Hermione and Mary smiled. They both knew that would not happen. 'What now then?'

Mary's expression turned sombre. 'Sherlock will try to get to the bottom of this. And I will try to save my marriage. Whatever is left of it, anyway. It's my fault, honestly. I've pushed my luck for way too long.'

'What do you mean?'

Mary opened her wallet and took out a piece of paper with a letter and a phone number. Hermione rechecked it.

'Surely John wouldn't...' Hermione trailed off as she saw Mary's tears. 'Are you certain?'

Mary nodded, and Hermione got up to hug her as she finally crumbled. Hermione shushed the other woman while pondering if she really knew John Watson.


Hermione woke up in a dark room. She had no recollection of how or when she had arrived there, wherever she was. The comforter was soft and warm under her fingertips and smelled like expensive lavender softener she knew so well.

I am at Mycroft's, she thought.

Flashes of memories came to her. She remembered Sherlock sending her a text. A short, 'we will rest today,' which had done nothing to her nerves. Then John had called her, prompting her to go to the aquarium. She had tried to reach out to Mary, but her phone had been disconnected.

She had arrived at the aquarium. The police cars had been blocking the entrance, and the area had been cordoned off. She had yelled Greg's name, hoping he would be there to let her in. And then it happened.

A gunshot.

She remembered how the noise of a gunshot in the night sent people into a frenzy in the crowded street, tourists and Londoners alike running to shelter. Her own ears had filled with blood pumping and had tuned out every other sound but that of her breathing. She had tried to get to where the officers were when Lestrade had appeared and had screamed for an ambulance. The urgency in his voice left no doubt. Whoever it was, they were dying. Sherlock had been wrong: not everything was predictable. She had fought against the mass of people trying to get through. She had kept her eyes on Lestrade and the crash team, who were running from the nearby St Thomas' hospital across the road. Hermione reached the front and stepped over the police tape, but someone caught her by the waist. She twisted and turned as she saw how a young officer instructed the A&E people but shook his head. Then everything had gone black.

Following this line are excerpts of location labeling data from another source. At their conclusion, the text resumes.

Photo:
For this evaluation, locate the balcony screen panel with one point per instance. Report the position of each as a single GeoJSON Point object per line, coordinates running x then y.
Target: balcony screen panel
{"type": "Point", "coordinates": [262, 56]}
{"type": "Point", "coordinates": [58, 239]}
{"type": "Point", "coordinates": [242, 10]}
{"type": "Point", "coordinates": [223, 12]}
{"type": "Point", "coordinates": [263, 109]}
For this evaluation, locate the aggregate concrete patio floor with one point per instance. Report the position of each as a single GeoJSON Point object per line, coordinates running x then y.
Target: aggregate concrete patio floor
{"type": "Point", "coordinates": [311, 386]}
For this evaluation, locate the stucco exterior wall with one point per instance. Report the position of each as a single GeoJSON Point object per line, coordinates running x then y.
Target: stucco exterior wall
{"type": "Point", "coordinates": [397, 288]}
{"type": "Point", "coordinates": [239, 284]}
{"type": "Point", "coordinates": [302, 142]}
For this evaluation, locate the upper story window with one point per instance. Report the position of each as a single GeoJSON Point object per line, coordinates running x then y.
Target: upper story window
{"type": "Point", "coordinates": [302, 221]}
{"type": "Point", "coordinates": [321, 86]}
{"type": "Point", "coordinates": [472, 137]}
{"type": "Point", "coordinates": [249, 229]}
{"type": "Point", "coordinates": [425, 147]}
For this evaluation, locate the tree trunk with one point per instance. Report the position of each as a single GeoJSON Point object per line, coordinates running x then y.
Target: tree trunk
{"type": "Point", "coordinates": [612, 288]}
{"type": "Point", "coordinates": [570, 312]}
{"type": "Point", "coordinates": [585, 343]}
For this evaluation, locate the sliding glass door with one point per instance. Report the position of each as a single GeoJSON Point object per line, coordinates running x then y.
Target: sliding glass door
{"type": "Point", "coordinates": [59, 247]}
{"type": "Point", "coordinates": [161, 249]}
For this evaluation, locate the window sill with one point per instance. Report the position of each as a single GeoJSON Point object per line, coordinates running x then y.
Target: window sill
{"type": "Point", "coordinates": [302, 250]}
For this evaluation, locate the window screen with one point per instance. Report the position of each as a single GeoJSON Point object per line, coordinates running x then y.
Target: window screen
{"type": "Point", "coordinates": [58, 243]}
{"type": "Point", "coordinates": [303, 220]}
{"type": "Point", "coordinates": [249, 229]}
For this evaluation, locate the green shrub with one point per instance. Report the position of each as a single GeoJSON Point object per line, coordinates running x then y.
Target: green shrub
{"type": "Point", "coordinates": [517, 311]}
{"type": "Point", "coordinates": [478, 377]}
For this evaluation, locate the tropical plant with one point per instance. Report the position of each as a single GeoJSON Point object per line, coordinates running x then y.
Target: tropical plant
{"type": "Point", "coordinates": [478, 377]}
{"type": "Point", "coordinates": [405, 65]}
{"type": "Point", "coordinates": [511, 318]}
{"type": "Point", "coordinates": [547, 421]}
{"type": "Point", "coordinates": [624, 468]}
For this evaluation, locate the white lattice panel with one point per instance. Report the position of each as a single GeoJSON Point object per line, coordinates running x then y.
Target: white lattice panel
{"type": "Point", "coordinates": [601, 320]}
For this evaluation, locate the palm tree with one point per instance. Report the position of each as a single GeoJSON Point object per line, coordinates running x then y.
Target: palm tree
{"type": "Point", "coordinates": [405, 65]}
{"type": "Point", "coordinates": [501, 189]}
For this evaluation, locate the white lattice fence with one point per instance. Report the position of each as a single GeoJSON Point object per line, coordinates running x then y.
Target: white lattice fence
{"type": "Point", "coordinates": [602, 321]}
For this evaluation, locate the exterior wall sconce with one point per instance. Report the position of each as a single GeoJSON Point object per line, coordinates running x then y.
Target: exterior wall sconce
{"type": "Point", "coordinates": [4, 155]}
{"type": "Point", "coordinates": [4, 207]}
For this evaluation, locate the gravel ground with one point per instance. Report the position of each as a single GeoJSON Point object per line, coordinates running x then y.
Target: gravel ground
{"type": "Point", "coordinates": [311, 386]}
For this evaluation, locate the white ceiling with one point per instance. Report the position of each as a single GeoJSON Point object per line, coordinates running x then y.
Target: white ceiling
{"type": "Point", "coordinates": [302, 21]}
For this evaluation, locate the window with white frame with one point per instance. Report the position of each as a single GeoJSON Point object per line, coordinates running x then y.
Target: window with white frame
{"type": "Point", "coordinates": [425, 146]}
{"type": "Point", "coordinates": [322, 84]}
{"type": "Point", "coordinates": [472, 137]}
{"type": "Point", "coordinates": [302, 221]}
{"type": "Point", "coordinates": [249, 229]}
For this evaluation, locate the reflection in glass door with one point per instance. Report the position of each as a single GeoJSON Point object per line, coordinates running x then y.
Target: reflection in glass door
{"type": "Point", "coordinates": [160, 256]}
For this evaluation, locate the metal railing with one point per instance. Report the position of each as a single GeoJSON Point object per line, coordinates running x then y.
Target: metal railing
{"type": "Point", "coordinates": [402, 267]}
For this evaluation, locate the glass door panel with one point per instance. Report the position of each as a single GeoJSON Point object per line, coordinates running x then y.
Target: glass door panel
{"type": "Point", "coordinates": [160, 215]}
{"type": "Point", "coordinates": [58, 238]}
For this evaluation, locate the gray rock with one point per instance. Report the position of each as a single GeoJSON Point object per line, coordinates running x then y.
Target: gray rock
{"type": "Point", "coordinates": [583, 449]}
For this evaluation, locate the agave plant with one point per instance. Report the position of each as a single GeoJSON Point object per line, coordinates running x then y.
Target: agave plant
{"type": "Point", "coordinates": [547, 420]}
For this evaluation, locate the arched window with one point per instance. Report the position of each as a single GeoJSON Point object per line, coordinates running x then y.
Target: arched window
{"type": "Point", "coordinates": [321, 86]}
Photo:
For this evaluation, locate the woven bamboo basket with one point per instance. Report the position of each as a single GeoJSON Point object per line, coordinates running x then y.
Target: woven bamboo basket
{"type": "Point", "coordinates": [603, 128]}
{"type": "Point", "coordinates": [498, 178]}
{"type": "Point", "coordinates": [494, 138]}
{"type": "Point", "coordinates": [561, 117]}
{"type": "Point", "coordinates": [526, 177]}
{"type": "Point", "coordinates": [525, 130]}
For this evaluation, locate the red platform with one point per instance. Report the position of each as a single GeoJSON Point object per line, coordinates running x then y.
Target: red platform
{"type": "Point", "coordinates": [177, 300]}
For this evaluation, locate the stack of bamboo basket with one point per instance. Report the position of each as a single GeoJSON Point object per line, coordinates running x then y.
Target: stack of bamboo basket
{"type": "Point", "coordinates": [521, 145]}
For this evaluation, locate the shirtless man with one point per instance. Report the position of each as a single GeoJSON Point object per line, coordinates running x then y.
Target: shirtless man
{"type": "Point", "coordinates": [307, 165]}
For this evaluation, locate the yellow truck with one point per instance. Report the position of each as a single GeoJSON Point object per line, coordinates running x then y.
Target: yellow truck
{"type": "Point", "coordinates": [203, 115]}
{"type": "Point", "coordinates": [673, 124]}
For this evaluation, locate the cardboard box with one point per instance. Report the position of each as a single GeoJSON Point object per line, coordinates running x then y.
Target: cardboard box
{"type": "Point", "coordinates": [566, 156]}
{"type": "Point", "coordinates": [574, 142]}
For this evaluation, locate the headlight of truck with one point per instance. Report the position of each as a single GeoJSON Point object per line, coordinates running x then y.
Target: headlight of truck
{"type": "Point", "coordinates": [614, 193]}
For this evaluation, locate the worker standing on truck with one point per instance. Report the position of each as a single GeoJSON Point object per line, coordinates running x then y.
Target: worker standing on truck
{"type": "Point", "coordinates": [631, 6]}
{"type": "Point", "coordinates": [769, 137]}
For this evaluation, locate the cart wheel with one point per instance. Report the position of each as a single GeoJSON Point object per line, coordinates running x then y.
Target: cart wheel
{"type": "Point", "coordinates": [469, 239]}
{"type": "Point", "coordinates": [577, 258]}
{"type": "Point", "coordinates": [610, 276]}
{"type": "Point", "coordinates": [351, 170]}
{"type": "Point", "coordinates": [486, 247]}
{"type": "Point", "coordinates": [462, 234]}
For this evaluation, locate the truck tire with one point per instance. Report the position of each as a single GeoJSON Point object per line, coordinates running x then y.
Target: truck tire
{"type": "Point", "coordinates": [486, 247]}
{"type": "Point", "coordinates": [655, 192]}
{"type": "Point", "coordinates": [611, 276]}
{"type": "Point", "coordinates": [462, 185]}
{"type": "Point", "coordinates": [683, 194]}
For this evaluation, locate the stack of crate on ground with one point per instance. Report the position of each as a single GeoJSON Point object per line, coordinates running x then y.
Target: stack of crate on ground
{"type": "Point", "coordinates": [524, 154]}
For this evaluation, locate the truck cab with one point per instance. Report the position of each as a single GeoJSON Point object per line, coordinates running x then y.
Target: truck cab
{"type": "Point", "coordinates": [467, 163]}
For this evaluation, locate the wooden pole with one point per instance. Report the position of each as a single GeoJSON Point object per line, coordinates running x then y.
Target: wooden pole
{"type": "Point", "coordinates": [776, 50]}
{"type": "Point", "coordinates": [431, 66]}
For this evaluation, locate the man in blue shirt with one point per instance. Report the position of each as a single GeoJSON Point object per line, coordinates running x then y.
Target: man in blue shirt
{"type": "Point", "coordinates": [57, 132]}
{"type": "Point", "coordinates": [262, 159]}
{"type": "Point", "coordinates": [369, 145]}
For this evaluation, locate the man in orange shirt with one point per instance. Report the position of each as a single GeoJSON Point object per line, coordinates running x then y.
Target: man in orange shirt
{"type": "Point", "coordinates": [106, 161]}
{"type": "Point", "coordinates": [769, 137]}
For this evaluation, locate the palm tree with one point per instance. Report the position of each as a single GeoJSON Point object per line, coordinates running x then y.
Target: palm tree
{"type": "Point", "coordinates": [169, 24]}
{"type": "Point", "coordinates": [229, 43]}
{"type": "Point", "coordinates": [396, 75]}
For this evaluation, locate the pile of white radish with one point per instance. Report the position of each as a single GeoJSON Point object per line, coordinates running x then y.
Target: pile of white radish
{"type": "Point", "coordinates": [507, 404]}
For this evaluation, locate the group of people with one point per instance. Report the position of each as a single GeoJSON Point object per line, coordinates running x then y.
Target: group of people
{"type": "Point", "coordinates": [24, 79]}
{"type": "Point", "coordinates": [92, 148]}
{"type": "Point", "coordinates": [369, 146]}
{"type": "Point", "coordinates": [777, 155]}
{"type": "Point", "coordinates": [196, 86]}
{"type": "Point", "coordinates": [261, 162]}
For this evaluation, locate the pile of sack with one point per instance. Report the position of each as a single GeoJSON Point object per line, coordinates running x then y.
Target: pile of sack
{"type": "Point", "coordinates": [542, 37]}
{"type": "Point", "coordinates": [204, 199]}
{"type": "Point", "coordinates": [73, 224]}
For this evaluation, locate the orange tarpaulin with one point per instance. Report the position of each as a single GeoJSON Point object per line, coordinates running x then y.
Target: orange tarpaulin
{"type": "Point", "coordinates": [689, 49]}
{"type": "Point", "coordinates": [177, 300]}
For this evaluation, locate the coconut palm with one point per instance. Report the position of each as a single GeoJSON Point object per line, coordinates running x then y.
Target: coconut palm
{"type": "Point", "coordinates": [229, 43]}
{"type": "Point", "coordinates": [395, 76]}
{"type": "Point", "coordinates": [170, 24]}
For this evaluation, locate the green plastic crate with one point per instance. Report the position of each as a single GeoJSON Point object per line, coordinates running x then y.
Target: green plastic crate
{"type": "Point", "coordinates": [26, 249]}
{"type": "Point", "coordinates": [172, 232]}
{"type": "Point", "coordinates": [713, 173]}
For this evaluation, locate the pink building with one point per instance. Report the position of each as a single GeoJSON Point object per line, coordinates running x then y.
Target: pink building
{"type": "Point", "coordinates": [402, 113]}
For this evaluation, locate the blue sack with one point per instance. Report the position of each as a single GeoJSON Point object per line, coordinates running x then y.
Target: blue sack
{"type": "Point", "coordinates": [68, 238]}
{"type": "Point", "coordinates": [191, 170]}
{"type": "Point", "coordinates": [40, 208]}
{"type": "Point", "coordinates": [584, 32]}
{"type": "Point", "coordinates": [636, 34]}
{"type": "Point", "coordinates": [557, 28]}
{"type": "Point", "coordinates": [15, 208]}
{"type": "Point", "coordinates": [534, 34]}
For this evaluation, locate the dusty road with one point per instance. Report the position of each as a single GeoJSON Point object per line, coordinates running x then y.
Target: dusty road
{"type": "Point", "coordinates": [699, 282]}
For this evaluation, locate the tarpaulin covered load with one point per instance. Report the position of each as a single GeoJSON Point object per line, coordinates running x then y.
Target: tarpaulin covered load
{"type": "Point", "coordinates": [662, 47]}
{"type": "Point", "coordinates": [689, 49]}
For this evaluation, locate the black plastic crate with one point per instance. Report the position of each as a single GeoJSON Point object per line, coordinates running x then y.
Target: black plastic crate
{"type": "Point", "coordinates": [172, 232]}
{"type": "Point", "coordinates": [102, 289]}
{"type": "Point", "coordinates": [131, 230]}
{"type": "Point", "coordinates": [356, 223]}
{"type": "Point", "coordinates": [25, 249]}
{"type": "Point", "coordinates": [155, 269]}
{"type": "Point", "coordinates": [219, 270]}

That had been hours ago, as it was dark outside the window. Hermione got up and lost her balance, her head pounding. She came down the stairs handling the rail, following the only light source leading her to the living room. Mycroft stood in front of the fireplace, his waistcoat open and his jacket discarded over a chair, talking in rushed whispers on his phone. When he heard her footsteps, he turned to her and hung up the call. His sunken, bloodshot eyes told a whole story, and Hermione felt her stomach rebelling against her in a wave of nausea.

'Who.' Hermione's voice sounded raw and unused.

The man relaxed his arms, defeated. He looked at her, and his eyes were full of sorrow and regret. Mycroft was not so difficult to read when he behaved like a human being. That's how she could read the name in him before he even said it.

'Mary.'

She let out an involuntary whimper as her throat tightened. A short intake of breath and a small, pained sound escaped her lips, and before she could scramble to the floor, they had turned into gut-wrenching sobs that tore through her chest. Mycroft dropped by her side and cradled her in his chest while she wailed and cried, murmuring 'I'm sorry' over and over again.